Smaillns
Smaillns

Reputation: 3127

Compare and check out differences between two dataframes using pySpark

Let's suppose that we have a dataframe with the following schema

    root
     |-- AUTHOR_ID: integer (nullable = false)
     |-- NAME: string (nullable = true)
     |-- Books: array (nullable = false)
     |    |-- element: struct (containsNull = false)
     |    |    |-- BOOK_ID: integer (nullable = false)
     |    |    |-- Chapters: array (nullable = true) 
     |    |    |    |-- element: struct (containsNull = true)
     |    |    |    |    |-- NAME: string (nullable = true)
     |    |    |    |    |-- NUMBER_PAGES: integer (nullable = true)

As you can see, we nested struct objects

Let's suppose that the following changes are occured:

{
    "AUTHOR_ID": 1,
    "Books": [
        {
            "BOOK_ID": 1,
            "Chapters": [
                {
                    "id": 1,
                    "NAME": {
                      "before": "Etranger",
                      "after": "L'étranger"
                    }      
                }
            ]
        }
    ]
}

Note: we will show only the Ids and the changed values for the relevant items

Upvotes: 0

Views: 5474

Answers (3)

vmartin
vmartin

Reputation: 503

Give a try to:

from gresearch.spark.diff import *
left.diff(right)

See https://github.com/G-Research/spark-extension/blob/master/DIFF.md

Upvotes: 0

greenie
greenie

Reputation: 444

Here is a sample code to join by authorId and then compare.

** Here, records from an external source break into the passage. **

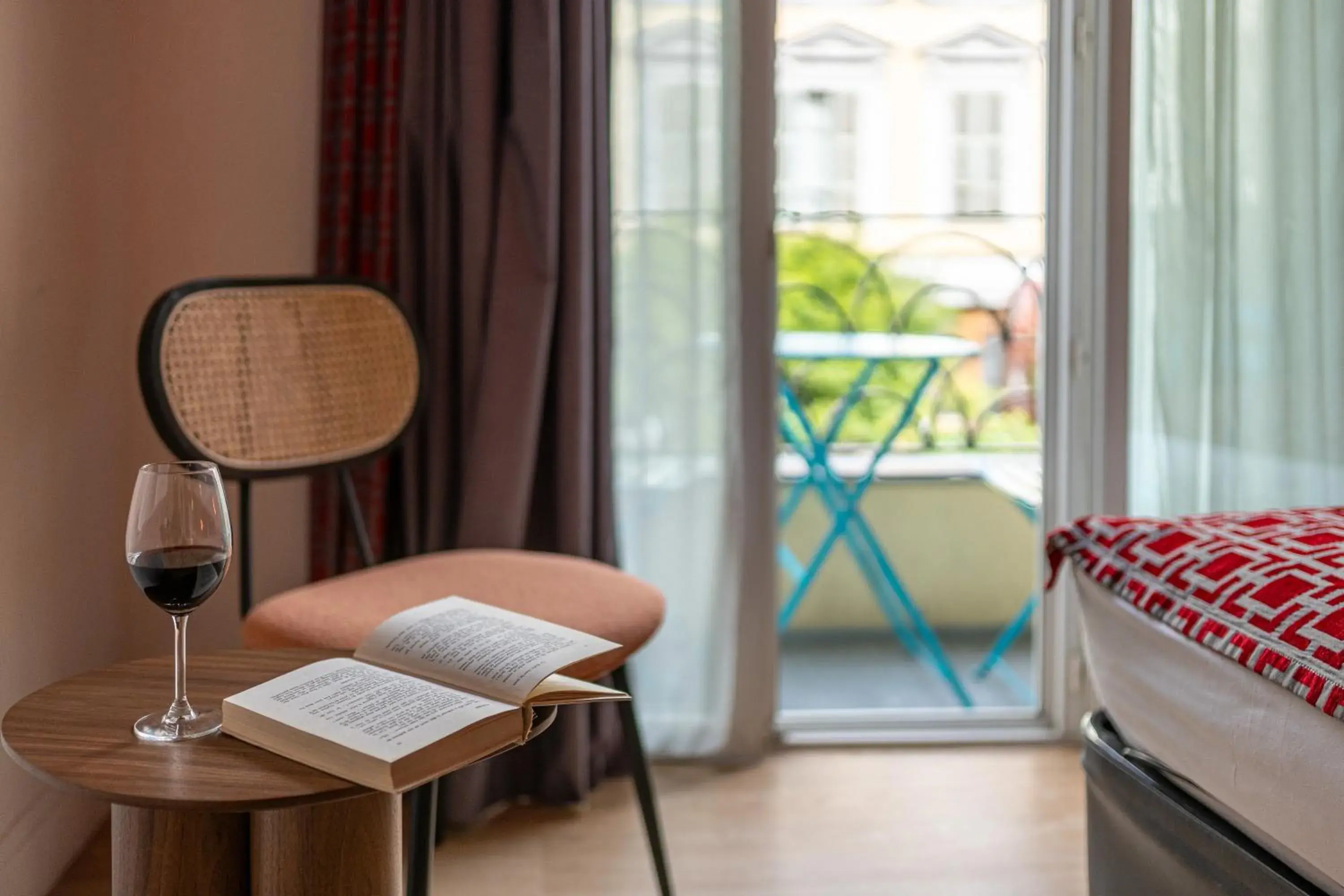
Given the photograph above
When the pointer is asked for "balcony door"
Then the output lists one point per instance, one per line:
(929, 362)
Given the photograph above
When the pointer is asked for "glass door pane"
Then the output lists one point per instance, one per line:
(912, 175)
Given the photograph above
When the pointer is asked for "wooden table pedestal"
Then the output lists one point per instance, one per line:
(211, 817)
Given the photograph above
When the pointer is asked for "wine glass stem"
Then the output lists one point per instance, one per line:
(179, 667)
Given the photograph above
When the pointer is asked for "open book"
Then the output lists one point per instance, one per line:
(432, 689)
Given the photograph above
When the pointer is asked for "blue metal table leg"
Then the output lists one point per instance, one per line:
(815, 452)
(1007, 637)
(843, 505)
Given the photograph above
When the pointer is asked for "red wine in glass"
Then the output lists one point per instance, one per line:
(179, 579)
(178, 546)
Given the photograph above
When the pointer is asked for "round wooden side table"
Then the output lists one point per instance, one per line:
(210, 817)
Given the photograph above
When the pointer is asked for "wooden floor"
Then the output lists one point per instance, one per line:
(972, 821)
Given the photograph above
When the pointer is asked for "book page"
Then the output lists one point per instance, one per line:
(375, 711)
(476, 646)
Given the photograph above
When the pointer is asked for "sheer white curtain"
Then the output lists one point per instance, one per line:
(679, 377)
(1237, 316)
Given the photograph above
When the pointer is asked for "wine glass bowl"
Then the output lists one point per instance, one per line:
(179, 543)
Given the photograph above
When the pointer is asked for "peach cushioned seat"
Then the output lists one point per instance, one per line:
(581, 594)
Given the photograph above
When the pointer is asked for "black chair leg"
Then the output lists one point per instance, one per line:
(643, 784)
(420, 863)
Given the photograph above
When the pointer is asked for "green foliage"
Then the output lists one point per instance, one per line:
(828, 285)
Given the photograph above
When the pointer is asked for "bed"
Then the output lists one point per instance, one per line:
(1218, 762)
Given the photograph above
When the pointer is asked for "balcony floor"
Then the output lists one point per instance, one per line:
(871, 671)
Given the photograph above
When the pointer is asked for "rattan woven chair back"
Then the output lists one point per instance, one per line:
(279, 377)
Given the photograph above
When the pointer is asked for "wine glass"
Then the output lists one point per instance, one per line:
(178, 546)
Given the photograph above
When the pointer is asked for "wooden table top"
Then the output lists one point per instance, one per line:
(76, 735)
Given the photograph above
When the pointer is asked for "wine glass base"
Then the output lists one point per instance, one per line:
(158, 728)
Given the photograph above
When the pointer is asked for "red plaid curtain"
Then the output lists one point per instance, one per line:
(357, 230)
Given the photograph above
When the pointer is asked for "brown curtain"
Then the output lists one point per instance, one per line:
(504, 269)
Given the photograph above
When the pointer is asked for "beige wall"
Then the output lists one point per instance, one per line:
(140, 144)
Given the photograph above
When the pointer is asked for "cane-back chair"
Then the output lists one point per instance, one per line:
(273, 378)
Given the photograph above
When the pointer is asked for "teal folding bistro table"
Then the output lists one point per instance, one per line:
(842, 499)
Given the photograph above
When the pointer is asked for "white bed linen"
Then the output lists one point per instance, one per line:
(1257, 754)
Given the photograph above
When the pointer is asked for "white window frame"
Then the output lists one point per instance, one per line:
(858, 69)
(992, 70)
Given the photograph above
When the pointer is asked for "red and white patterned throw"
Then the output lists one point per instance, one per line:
(1262, 589)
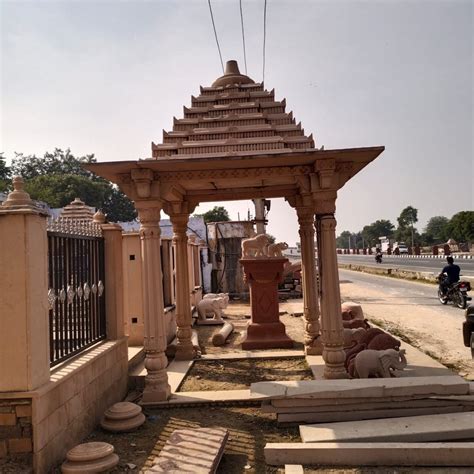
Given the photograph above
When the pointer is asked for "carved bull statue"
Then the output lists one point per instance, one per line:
(371, 363)
(255, 246)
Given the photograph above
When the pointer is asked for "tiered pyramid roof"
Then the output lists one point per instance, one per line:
(233, 116)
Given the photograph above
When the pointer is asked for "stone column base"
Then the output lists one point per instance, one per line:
(266, 336)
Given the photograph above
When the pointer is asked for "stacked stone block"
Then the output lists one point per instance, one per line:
(15, 427)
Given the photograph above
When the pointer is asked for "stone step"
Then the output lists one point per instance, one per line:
(358, 415)
(444, 427)
(370, 454)
(196, 450)
(343, 389)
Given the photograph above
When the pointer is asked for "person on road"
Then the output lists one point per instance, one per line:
(452, 273)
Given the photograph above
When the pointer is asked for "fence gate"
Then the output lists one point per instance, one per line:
(76, 287)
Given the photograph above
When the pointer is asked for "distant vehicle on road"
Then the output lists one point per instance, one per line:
(402, 247)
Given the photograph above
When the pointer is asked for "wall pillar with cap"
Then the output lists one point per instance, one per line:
(24, 337)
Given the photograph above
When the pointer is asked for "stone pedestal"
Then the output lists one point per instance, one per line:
(265, 331)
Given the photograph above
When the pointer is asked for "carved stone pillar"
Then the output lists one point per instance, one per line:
(156, 381)
(184, 348)
(312, 336)
(331, 318)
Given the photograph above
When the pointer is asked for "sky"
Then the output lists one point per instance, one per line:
(105, 77)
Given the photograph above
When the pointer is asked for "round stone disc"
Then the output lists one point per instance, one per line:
(89, 451)
(123, 410)
(90, 467)
(118, 426)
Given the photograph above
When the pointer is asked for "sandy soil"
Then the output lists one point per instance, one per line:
(412, 311)
(240, 374)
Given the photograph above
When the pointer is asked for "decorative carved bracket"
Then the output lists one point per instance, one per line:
(142, 177)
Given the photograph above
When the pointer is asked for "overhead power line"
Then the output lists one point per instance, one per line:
(215, 33)
(243, 34)
(264, 36)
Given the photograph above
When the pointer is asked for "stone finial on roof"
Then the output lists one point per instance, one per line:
(18, 197)
(77, 210)
(235, 116)
(232, 76)
(99, 217)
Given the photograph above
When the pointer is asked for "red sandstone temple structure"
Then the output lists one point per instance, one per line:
(237, 142)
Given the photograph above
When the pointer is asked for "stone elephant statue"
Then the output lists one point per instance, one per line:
(211, 306)
(371, 363)
(352, 337)
(255, 246)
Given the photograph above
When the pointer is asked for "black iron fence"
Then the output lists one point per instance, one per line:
(76, 287)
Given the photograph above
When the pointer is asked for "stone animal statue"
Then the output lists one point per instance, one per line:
(370, 334)
(255, 246)
(384, 341)
(224, 296)
(352, 337)
(275, 250)
(370, 363)
(211, 306)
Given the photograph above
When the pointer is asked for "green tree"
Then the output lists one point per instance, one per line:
(5, 174)
(436, 230)
(216, 214)
(461, 226)
(58, 190)
(117, 207)
(406, 221)
(345, 240)
(58, 177)
(379, 228)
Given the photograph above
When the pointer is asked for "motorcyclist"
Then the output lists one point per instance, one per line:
(452, 272)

from pyspark.sql.functions import collect_list, struct, col
from operator import itemgetter
from  pyspark.sql.types import ArrayType, StructType, StringType, StructField

# construct data

data = [('AA_1',  'S1', "10", "1", "Introduction to Quadratic Equation"),
        ('AA_1',  'S1', "10", "2", "Fundamentals"),
        ('AA_1',  'S1', "11", "1", "Preface"),
        ('AA_1',  'S1', "11", "2", "Wading in to the waters"),
        ('AA_2',  'S2', "100", "1", "Introduction"),
        ('AA_2',  'S2', "100", "2", "Fundamentals"),
        ('AA_2',  'S2', "110", "1", "Prologue"),
        ('AA_2',  'S2', "110", "2", "Epilogue"),
]

data2  = [('AA_1',  'S1', "10", "1", "Introduction to Linear Algebra"),
        ('AA_1',  'S1', "10", "2", "Fundamentals"),
        ('AA_1',  'S1', "11", "1", "Preface"),
        ('AA_1',  'S1', "11", "2", "Wading in to the waters"),
        ('AA_2',  'S2', "100", "1", "Introduction"),
        ('AA_2',  'S2', "100", "2", "Fundamentals2"),
        ('AA_2',  'S2', "110", "1", "Prologue"),
        ('AA_2',  'S2', "110", "2", "Epilogue"),
]

df = spark.createDataFrame(data, ["authorId", "name", "bookId", "chapterId", "chapterName"]).groupBy(['authorId', 'name', 'bookId']).agg(collect_list(struct("chapterId", "chapterName")).alias("chapters")).groupBy(['authorId', 'name']).agg(collect_list(struct('bookId', 'chapters')).alias('books'))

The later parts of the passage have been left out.